- Monasterio de la Concepción
Since its foundation in 1682, the monastery is closed to the public, but the current Conceptas’ Museum is a must-visit, exhibiting many Colonial gems, including a painting of San José signed by the geodesic draftsman Jean de Moranville. An entrance on Calle Presidente Córdova offers delicious sweets, remedies prepared by the nuns and traditional pitimás water.
- Museo Remigio Crespo Toral
The engraved stone from Tarqui (to the south of Cuenca) that marked the end of the geodesic measurements, was moved from one place to another, until it disappeared from the Remigio Crespo residence, in which it was cemented, in 1980; only for it to mysteriously reappear when creating today’s museum, where it can be admired on display. It is expected to return to the obelisk on Mount Francés Urco, in Tarqui sometime soon.
- Catedral Vieja (Iglesia Mayor)
El Sagrario or “Catedral Vieja” was constructed when the city was founded. The Mission used one of its towers as a base for its measurements, but it was later removed when the temple was rebuilt. On his visit to Cuenca, renowned Colombian scientist Francisco José de Caldas said that, due to its relevance during the Geodesic Mission, the tower was “more famous than the Egyptian pyramids”; the statement is engraved in marble over the temple’s door on Calle Sucre. The site is now a beautiful museum.

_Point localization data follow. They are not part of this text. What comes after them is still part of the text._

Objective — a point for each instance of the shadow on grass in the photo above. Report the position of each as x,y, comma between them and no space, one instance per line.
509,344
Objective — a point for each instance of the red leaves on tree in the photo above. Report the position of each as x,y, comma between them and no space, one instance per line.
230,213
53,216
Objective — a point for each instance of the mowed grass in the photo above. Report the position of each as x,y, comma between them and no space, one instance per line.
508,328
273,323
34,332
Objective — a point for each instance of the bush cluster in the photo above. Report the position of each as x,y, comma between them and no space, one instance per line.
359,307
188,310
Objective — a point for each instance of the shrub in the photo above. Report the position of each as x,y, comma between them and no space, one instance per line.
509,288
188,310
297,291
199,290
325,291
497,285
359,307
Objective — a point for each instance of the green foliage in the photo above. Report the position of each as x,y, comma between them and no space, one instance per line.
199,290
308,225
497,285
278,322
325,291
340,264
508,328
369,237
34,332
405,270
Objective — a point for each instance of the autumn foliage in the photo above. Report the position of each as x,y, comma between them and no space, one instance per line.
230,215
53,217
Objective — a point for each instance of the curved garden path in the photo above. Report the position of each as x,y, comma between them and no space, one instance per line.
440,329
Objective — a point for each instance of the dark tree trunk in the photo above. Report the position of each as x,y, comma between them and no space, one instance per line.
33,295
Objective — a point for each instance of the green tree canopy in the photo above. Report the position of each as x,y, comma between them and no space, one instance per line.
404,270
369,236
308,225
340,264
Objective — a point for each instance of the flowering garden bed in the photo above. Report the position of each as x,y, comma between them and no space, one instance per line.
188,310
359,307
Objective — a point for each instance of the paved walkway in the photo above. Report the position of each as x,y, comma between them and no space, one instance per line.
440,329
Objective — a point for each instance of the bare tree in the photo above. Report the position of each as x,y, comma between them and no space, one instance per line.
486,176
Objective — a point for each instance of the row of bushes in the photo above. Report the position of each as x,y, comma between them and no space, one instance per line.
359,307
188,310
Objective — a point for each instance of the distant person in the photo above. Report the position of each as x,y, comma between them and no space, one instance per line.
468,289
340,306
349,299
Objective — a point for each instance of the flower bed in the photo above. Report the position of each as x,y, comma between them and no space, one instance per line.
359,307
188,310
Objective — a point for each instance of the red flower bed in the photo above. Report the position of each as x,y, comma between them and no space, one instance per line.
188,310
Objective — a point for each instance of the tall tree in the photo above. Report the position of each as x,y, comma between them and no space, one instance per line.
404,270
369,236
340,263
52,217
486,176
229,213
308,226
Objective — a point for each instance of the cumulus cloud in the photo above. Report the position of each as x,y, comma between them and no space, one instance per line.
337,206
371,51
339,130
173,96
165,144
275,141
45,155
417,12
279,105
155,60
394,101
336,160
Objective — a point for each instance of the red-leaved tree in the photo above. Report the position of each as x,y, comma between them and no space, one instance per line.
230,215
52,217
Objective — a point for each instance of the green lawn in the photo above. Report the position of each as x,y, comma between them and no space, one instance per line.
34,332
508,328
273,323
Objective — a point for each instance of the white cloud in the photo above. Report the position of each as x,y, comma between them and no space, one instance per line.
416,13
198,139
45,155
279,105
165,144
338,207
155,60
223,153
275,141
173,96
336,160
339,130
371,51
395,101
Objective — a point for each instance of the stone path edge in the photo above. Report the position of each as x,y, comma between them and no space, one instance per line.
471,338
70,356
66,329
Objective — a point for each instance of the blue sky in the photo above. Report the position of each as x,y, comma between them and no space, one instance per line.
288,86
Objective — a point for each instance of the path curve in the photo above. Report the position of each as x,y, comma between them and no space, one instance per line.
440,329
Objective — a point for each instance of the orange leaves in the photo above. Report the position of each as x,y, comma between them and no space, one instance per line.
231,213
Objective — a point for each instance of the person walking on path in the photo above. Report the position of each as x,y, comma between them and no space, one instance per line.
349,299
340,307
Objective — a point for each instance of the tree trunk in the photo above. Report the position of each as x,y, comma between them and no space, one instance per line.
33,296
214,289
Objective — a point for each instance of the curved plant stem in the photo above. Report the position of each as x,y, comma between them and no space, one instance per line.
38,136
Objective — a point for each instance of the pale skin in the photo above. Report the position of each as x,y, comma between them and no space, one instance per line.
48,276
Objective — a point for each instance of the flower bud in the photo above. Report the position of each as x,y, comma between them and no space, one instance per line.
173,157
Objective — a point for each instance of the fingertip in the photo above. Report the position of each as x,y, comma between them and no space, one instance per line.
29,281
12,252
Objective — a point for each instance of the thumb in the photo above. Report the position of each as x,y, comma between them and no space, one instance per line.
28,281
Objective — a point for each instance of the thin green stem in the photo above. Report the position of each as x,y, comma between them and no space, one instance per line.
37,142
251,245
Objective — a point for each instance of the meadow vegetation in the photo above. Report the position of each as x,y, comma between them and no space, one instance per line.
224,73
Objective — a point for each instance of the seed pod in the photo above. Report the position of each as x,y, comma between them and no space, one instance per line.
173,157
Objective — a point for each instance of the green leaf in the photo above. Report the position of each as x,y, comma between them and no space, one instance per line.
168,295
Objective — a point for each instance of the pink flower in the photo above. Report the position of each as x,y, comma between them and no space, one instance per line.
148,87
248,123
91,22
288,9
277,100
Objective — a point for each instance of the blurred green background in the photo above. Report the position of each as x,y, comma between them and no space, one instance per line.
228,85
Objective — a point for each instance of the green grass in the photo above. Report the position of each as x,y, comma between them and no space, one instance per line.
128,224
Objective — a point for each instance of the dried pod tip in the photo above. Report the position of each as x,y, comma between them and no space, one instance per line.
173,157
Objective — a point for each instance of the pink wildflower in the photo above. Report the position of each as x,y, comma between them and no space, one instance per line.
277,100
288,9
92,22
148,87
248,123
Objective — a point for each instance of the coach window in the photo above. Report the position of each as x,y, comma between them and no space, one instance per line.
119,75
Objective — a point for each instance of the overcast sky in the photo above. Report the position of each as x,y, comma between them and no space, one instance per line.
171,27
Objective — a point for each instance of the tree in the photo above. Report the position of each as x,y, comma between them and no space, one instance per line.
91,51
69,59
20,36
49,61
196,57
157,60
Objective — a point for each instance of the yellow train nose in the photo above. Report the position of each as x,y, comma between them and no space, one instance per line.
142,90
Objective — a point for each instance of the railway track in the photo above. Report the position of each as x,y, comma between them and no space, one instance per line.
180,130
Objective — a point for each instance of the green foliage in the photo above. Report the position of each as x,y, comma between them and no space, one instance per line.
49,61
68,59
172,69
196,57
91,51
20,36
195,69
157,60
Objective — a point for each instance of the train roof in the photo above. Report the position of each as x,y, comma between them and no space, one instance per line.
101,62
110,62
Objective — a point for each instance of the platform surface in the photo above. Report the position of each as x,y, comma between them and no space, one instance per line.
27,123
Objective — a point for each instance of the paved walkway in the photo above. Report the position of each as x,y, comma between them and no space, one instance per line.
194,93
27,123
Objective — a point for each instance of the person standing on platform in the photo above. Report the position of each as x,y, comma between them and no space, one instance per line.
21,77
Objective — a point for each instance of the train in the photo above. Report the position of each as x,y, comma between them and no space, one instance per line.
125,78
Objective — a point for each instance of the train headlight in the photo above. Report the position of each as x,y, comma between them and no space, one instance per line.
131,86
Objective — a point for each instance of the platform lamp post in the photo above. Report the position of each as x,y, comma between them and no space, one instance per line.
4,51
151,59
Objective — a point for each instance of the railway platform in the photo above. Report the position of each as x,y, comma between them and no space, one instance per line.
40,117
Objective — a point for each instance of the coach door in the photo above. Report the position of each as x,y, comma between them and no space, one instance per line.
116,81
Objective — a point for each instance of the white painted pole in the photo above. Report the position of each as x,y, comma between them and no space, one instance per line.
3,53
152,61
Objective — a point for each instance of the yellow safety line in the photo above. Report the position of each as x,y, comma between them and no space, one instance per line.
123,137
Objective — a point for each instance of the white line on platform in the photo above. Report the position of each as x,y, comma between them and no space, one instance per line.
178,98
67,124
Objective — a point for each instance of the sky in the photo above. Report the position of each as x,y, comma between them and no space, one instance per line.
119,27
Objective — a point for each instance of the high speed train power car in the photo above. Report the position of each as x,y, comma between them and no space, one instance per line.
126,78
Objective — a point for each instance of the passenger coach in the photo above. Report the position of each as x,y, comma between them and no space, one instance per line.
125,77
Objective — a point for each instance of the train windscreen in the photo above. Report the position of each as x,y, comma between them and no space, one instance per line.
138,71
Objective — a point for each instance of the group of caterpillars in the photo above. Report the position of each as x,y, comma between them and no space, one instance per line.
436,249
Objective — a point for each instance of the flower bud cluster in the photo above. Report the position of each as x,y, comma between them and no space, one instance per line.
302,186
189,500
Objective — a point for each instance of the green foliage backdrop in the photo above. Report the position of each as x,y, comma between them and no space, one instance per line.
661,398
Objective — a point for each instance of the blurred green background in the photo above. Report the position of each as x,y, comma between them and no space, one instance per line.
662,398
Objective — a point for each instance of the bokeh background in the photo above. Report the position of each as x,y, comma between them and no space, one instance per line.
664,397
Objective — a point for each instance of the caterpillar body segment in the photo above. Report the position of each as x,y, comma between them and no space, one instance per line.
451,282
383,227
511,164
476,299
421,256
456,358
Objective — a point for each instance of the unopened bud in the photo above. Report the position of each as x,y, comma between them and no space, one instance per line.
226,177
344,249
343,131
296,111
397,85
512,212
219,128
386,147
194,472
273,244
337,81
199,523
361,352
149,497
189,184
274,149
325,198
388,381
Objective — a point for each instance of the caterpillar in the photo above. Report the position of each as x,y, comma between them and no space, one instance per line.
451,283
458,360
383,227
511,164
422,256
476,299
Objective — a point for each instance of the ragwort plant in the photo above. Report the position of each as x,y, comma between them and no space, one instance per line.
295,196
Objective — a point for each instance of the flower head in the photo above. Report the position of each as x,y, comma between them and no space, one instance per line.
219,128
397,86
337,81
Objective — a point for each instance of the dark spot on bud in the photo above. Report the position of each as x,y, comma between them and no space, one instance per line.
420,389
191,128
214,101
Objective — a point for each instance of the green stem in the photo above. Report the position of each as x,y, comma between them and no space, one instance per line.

- Monasterio del Carmen de la Asunción
When the Mission arrived, the complex was known as the Convento de Santa Teresa, founded in 1682. It continues to function as a cloistered nunnery, smothered in the sweet scent of roses of its Rose Square (calle Sucre and Padre Aguirre).
- Calle La Condamine
Perhaps one of the most nostalgic streets in Cuenca, along which stores still maintain their age-old professions, it was named after La Condamine since he stayed in a house here (where Dr. Senièrgues purportedly died). The street leads to a stairway down to the beautiful Tomebamba river, known then as río Matadero (Slaughterhouse river).